Apple’s VisionOS Makes a Bold Leap in Computer Interface

Apple’s VisionOS Makes a Bold Leap in Computer Interface

Armed with all that hardware, software, and the bounty from over 5,000 patents, the Vision Pro—and, implicitly, its successors—presumes to guide us on an ascent to the summit of natural computing. But during the demo, when I wasn’t immersed in lifelike 3D depictions of baseball games, a recording studio, and a tightrope between some mountains, I sensed that this step takes us into uncharted territory. Previous interface leaps were all directed to help us reach inside the digital world to exploit its power; when you selected a folder on the Macintosh, you were putting your hand in the soup of computing. But the Vision Pro puts us inside the digital world, separating our senses from the physical realm. Even in the mode where you’re not using any apps, the Vision Pro’s cameras and displays are working hard to render the actual room you’re sitting in. It looks real, but that reality is as ephemeral as the app icons floating in space, waiting until you select one by your glance. This raises the question whether we’ve gone too far to push a natural interface: Do people want to leave the real world to do their work and other digital tasks? The question is open.

As it turns out, the territory has been somewhat charted, though Apple has gone farther than any other company in actually taking us there. In an email exchange with me this week, Alan Kay told me about a slide he made in the early 1970s imagining multiple forms for the Dynabook. The 1972 sketch pictured not only a modern tablet version of the Dynabook, but a pocket-size machine inside a pair of eyeglasses, and a hand gesture to control some unseen screen. And the hand is wearing what looks like an Apple Watch!

Courtesy of Alan Kay

Kay says he drew on ideas from computer pioneers Ivan Sutherland and Nicholas Negroponte for the sketch. He also pointed me to a paper Sutherland wrote in 1962 that was even wilder. “The ultimate display would, of course, be a room within which the computer can control the existence of matter,” Sutherland wrote, the year Tim Cook turned 2 years old. “A chair displayed in such a room would be good enough to sit in. Handcuffs displayed in such a room would be confining, and a bullet displayed in such a room would be fatal. With appropriate programming such a display could literally be the Wonderland into which Alice walked.” Though boasting that it has indeed created a wonderland, Apple hasn’t made that happen. But the Vision Pro makes you feel almost like it could, boldly making its case that immersive, er, spatial computing, is the platform of the future. 

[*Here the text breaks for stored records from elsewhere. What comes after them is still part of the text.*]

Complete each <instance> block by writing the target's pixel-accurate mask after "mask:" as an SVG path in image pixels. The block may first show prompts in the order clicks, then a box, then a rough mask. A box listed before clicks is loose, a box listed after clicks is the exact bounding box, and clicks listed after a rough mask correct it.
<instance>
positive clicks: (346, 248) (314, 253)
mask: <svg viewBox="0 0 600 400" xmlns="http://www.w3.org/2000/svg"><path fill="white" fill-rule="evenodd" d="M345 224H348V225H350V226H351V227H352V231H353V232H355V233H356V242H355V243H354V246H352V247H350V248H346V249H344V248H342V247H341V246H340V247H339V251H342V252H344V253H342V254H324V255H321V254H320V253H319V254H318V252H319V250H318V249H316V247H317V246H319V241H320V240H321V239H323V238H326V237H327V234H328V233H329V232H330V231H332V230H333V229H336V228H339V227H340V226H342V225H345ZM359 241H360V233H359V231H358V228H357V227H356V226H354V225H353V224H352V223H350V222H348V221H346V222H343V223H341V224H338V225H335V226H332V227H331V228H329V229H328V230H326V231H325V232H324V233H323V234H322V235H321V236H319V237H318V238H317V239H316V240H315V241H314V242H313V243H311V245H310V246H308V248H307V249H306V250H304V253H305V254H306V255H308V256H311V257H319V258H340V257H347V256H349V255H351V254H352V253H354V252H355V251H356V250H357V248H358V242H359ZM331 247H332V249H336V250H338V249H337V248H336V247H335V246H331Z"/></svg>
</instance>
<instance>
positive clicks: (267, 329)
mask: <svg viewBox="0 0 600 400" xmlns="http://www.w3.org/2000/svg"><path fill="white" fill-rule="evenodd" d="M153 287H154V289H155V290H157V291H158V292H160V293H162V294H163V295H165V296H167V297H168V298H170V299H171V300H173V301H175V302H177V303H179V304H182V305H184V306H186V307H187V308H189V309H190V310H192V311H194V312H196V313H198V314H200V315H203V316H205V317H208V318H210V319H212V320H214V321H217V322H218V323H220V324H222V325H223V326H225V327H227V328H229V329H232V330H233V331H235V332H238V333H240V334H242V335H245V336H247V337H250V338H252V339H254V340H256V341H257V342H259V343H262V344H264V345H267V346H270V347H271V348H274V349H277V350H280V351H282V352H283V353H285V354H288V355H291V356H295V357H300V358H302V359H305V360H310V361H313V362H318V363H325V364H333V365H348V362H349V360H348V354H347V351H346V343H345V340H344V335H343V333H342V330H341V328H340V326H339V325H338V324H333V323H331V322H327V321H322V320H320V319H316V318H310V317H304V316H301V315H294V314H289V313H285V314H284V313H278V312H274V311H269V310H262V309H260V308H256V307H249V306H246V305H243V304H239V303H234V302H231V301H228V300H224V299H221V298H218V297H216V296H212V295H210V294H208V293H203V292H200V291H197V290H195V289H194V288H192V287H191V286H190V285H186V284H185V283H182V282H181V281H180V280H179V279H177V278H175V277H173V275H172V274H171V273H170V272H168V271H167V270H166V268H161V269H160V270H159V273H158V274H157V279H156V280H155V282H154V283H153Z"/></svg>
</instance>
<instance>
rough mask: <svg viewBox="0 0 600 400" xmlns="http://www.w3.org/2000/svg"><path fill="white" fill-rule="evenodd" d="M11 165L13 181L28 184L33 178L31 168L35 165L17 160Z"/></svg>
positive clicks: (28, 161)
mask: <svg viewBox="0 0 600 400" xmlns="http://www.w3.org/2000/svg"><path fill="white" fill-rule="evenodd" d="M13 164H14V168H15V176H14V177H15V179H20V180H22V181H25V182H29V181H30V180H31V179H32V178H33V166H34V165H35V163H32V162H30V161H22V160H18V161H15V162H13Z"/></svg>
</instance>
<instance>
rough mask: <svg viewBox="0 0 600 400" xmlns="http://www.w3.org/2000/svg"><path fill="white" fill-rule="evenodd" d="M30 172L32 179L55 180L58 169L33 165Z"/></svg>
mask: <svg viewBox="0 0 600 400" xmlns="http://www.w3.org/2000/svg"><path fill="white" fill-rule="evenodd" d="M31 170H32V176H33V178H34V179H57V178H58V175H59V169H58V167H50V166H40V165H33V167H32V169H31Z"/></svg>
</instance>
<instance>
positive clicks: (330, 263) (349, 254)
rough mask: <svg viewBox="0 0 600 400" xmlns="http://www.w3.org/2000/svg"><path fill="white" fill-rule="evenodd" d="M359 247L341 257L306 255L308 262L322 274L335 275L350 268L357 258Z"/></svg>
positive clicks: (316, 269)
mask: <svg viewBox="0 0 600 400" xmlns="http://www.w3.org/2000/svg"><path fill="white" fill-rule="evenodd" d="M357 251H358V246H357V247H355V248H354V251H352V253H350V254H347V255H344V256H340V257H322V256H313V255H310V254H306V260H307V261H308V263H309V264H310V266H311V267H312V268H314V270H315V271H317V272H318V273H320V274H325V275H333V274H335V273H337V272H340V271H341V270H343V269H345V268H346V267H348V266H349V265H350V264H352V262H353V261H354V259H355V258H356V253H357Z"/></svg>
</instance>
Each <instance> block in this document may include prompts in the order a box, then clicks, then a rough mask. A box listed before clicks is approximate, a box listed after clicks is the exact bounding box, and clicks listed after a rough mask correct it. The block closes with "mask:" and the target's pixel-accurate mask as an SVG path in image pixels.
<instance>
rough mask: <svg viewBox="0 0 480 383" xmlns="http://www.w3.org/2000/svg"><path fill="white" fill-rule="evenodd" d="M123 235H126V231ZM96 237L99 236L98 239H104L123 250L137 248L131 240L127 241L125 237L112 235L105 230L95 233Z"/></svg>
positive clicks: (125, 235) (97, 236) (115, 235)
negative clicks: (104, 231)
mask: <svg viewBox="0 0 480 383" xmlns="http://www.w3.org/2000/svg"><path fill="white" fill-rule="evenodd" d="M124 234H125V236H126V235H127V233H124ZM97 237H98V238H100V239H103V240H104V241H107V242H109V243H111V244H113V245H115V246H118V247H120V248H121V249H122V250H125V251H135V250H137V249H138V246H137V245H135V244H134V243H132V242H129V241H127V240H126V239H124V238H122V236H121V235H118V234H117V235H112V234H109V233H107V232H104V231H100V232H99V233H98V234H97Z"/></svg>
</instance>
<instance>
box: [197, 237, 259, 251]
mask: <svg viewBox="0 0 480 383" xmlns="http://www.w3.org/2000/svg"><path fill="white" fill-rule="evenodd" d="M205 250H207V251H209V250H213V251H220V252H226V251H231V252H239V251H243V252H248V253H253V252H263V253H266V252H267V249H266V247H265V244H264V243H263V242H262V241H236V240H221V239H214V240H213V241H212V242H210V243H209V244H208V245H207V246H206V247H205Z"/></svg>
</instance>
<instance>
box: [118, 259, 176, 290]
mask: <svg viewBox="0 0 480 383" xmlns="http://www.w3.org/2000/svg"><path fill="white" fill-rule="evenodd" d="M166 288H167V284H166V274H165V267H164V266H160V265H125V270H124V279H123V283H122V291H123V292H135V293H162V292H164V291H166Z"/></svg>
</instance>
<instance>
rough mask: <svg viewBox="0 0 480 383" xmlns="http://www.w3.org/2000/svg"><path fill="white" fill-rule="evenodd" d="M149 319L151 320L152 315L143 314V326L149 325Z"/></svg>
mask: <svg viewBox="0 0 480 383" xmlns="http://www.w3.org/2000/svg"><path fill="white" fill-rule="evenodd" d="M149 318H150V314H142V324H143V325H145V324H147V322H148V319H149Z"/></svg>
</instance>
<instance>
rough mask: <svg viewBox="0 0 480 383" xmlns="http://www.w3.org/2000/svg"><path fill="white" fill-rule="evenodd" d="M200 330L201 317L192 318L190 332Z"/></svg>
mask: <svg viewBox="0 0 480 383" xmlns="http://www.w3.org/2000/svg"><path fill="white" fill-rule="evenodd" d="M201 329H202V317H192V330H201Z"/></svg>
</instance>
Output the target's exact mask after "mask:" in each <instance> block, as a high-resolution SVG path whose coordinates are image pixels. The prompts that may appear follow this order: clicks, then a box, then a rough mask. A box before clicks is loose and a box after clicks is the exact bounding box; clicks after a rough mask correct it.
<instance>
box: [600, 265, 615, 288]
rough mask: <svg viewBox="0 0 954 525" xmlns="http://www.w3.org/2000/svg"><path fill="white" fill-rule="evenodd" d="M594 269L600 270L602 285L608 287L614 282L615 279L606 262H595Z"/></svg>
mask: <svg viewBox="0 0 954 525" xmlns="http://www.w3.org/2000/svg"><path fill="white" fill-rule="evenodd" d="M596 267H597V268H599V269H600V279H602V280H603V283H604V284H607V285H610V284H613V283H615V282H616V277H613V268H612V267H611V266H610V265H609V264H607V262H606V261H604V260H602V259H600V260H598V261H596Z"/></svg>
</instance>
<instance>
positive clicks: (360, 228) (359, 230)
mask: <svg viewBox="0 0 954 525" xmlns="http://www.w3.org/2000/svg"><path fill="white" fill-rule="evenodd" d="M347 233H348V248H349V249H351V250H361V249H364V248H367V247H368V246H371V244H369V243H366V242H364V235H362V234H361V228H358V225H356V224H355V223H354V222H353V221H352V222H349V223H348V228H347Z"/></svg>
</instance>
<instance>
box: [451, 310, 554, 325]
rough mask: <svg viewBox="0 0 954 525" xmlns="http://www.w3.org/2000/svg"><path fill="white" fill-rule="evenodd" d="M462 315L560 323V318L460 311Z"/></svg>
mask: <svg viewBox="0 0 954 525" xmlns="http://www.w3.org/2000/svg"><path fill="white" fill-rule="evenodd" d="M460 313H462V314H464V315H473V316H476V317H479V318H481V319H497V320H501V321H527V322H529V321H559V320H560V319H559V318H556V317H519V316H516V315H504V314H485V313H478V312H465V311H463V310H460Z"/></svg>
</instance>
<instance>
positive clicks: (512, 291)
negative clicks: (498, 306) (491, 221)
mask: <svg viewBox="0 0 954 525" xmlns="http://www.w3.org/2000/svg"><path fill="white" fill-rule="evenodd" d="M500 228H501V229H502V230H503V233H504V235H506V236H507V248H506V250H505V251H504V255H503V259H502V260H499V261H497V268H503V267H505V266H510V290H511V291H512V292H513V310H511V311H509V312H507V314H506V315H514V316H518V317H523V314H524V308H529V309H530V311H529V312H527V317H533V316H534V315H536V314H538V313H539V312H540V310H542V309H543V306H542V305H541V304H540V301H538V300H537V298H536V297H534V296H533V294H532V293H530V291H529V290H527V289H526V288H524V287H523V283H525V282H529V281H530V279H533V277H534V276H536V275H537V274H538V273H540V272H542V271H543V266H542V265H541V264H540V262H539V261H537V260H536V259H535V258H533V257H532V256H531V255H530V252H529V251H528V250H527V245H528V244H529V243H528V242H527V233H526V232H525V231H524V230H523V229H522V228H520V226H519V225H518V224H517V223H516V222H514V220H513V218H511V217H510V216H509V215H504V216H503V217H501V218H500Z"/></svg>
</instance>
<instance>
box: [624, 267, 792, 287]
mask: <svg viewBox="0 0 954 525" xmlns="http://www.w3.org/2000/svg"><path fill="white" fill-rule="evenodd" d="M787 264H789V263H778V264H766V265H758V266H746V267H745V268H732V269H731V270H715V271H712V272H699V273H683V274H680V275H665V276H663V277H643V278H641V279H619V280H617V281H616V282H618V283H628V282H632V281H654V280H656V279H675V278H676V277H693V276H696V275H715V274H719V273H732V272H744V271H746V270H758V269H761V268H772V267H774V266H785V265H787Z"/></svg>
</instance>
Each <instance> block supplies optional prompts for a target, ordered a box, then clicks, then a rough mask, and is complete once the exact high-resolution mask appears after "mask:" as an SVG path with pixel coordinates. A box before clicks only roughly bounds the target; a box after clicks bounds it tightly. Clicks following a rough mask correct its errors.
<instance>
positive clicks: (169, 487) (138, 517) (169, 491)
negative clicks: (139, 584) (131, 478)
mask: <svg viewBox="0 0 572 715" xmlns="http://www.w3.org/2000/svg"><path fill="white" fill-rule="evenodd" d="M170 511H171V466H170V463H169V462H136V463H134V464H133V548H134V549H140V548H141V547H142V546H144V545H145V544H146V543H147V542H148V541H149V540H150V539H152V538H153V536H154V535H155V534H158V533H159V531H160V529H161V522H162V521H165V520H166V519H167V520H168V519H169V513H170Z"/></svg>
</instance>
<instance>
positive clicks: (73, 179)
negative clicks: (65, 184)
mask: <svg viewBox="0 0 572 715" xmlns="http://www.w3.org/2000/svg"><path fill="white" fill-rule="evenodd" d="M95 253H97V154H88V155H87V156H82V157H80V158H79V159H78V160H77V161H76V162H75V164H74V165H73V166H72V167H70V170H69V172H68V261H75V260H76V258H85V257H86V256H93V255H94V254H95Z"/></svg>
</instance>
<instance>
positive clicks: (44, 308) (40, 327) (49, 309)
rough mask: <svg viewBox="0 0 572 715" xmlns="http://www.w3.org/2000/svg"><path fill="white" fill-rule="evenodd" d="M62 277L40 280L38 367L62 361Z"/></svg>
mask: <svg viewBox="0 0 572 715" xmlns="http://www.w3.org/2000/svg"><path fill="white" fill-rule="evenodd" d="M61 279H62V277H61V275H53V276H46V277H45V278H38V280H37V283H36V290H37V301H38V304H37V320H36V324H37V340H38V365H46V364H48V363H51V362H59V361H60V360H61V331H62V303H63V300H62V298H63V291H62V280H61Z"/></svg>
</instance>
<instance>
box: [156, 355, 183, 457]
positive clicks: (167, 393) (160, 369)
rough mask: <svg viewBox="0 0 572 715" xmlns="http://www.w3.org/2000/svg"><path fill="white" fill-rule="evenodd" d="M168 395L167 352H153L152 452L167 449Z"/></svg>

But hold on. The platform of the right now—generative AI—begins with a blank field. But instead of requiring an incantation in computer-speak, you open up the powers of the digital world via the natural language of your choice. A simple prompt can produce computer code, essays, original art, freshly composed music—and a Pandora’s box of fabrications and biases. The command line isn’t dead yet.